Uren lists the paid parental leave scheme, cutting the carbon tax but effectively keeping the tax cuts, carbon direct action, a commitment to lift defense spending “by 3 per cent a year until it reaches 2 per cent of gross domestic product – an annual lift of $7.5 billion”, removal of means testing for the private health insurance benefit and improvements to the indexation of military superannuation pensions, along list of state infrastructure projects plus 100 dams and development for northern Australia.
These can be weighed against the abolition of the school kids’ bonus and the rebate of superannuation contributions tax for low income earners, and $1 billion from winding up the the Clean Energy Finance Corp plus vague gesture at cutting 20,000 public servants and “stopping waste”.
The firm commitments to spend to date far exceed the firm commitments to save.
Paired with its determination to reduce and abolish taxes, there are grounds for concern that the Coalition’s strategy would weaken the budget bottom line.
The Coalition gives little indication of recognising the severity of the budget challenge it would face.
Commonwealth taxes averaged 24 per cent of GDP in the last six years of the Howard government. They slumped to just above 20 per cent in the two years following the GFC. That translates to a shortfall of about $45bn a year.
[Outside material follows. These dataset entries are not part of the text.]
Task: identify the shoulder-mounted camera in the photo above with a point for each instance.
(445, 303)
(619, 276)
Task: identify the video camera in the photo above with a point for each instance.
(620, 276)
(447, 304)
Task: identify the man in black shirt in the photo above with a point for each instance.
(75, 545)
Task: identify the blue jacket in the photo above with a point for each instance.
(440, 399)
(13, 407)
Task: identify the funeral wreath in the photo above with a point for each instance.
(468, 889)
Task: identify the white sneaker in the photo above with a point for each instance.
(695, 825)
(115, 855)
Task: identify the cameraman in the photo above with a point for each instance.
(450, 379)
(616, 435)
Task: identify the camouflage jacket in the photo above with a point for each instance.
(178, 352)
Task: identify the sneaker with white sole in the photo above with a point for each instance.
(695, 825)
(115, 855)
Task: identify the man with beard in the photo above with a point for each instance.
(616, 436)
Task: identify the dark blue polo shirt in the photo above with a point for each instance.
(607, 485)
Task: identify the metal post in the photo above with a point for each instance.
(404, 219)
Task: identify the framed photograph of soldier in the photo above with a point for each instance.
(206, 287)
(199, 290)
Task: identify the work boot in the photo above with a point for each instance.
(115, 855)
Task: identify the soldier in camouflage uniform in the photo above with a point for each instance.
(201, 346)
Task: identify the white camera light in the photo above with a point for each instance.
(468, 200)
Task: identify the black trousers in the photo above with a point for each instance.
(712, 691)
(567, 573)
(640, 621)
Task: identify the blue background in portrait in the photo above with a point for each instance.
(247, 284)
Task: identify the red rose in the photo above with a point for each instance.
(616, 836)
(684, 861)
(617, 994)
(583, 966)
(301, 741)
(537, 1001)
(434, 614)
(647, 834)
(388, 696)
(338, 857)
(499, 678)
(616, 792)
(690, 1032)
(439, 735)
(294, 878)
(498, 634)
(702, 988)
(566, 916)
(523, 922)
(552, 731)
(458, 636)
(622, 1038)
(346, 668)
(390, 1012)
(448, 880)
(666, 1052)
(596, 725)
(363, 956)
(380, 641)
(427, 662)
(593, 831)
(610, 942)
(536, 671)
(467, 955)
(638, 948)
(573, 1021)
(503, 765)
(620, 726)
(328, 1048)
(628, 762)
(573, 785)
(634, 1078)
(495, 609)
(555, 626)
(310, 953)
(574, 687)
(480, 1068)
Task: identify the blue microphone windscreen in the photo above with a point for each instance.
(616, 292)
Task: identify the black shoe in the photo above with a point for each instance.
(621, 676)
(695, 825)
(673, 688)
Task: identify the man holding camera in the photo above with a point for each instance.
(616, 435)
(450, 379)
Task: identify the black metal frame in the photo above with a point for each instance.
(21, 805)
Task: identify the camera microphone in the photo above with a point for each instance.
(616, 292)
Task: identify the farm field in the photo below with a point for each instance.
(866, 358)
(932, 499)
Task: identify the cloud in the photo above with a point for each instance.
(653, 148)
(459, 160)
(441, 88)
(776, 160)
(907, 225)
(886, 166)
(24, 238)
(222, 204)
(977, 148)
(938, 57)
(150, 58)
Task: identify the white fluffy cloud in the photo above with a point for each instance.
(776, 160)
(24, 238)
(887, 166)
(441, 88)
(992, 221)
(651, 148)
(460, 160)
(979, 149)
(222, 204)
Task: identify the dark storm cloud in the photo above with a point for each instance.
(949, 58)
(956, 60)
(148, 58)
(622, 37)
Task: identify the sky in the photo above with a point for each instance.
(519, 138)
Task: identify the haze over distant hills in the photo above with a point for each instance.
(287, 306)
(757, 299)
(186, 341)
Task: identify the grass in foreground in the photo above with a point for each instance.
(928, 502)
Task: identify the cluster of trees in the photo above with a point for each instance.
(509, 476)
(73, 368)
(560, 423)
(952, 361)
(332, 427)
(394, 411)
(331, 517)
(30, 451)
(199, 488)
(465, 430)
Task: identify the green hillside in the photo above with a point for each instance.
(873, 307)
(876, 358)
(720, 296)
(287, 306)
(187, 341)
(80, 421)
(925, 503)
If that had to be covered by taxpayers, it would be $6000 per household.
Yes, revenue is growing, but nowhere near fast enough to return it to its former share of the economy. It will only be 21.4 per cent of GDP this year.
…Even if commodity prices fall only very slowly from their current peaks, the economy is trapped in a long-term trend of weak growth in the total value of the goods and services it produces – the so-called “nominal GDP” which provides the basis for taxation.
The last line is the problem. As I’ve said, modest deficits are part of the solution for Australia in the years ahead. But the Coalition is showing no sign of understanding the constraints they will face.
I am not doing the Uren piece justice and suggest you read it yourself.